Le 1er mai dernier, de nombreux témoignages évoquent ainsi le confinement de manifestants boulevard de l'Hôpital, devant les grilles de la Pitié Salpêtrière. Cette nasse - terme qui désigne au départ un filet de pêche en forme d'entonnoir - pourrait avoir incité des manifestants à forcer les grilles et entrer dans l'enceinte de l'établissement pour se mettre à l'abri.
Cette pratique - censée permettre aux CRS et aux gendarmes de mieux sécuriser un cortège - est-elle encadrée par la loi ? Que peuvent faire et ne pas faire les forces de l'ordre ? Voici plusieurs éléments de réponse
De quoi parle-t-on ?
Si on se réfère à la définition du Défenseur des droits, la nasse est la technique qui consiste "à priver plusieurs personnes de leur liberté de se mouvoir au sein d’une manifestation ou à proximité immédiate de celle-ci, au moyen d’un encerclement par les forces de l’ordre qui vise à les empêcher de se rendre ou de sortir du périmètre ainsi défini."
"Une restriction à la liberté de circulation qui ne peut être motivée que par un objectif de maintien de l'ordre," nous précise Me Pierrick Gardien, avocat spécialiste des libertés publiques. "En matière de sécurité publique, les autorités peuvent prendre toutes décisions pour maintenir l'ordre public. Des décisions qui sont toujours proportionnées à l'objectif poursuivi." Contenir des manifestants est donc possible si les policiers estiment qu'elle est la meilleure solution à utiliser.

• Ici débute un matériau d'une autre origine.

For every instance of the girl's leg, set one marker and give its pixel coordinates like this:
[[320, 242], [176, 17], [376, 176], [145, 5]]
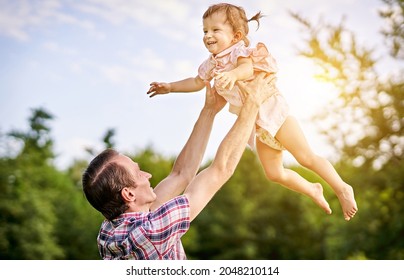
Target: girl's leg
[[292, 138], [271, 161]]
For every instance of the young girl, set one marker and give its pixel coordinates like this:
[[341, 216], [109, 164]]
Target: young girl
[[225, 29]]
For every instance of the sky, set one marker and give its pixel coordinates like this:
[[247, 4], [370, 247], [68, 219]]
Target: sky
[[90, 62]]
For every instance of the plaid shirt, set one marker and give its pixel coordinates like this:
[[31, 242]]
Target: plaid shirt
[[147, 236]]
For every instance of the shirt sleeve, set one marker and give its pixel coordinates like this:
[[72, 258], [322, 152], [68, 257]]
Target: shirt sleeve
[[169, 223]]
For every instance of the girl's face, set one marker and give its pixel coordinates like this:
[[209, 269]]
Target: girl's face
[[218, 33]]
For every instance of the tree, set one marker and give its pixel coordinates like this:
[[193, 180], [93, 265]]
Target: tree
[[27, 185]]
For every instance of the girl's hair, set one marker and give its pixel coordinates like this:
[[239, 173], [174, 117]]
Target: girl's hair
[[236, 17]]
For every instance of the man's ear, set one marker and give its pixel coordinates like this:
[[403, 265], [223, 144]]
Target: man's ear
[[128, 194]]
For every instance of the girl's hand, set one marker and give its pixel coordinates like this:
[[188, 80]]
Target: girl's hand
[[226, 80], [159, 88]]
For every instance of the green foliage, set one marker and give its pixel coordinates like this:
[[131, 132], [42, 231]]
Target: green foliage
[[365, 123]]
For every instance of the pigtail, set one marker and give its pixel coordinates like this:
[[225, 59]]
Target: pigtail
[[257, 17]]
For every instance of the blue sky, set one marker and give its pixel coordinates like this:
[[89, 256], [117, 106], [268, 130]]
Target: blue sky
[[90, 62]]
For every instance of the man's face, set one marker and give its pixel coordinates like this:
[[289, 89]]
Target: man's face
[[143, 191]]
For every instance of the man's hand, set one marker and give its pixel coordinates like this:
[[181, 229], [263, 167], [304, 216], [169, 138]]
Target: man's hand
[[213, 100], [260, 89]]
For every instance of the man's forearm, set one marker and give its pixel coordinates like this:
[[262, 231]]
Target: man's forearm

En anglais, la nasse est appelée kettling, qui provient du mot kettle, qui désigne une bouilloire en français. C'est justement l'effet 'bouilloire' qui est dénoncé. La tension monte rapidement au sein d'un groupe lorsque les manifestants ne peuvent pas sortir, se font contrôler et qu'ils ne connaissent pas les motifs de l'encerclement.
La CEDH valide la technique, mais...
Si en France, le Conseil d'Etat et la Cour de cassation - les deux plus hautes juridictions de notre pays - n'ont pas encore eu l'occasion de s'exprimer sur la technique de la nasse, la Cour européenne des droits de l'Homme (CEDH) a validé ce dispositif. Les juges de Strasbourg se sont exprimés sur des faits remontant au 1er Mai 2001 à Londres. Les policiers ont décidé de maintenir des centaines de manifestants "afin de prévenir les atteintes aux personnes et aux biens". Les policiers ont ensuite procédé à des fouilles et contrôles d’identité et personne n'a pas pu sortir avant plusieurs heures.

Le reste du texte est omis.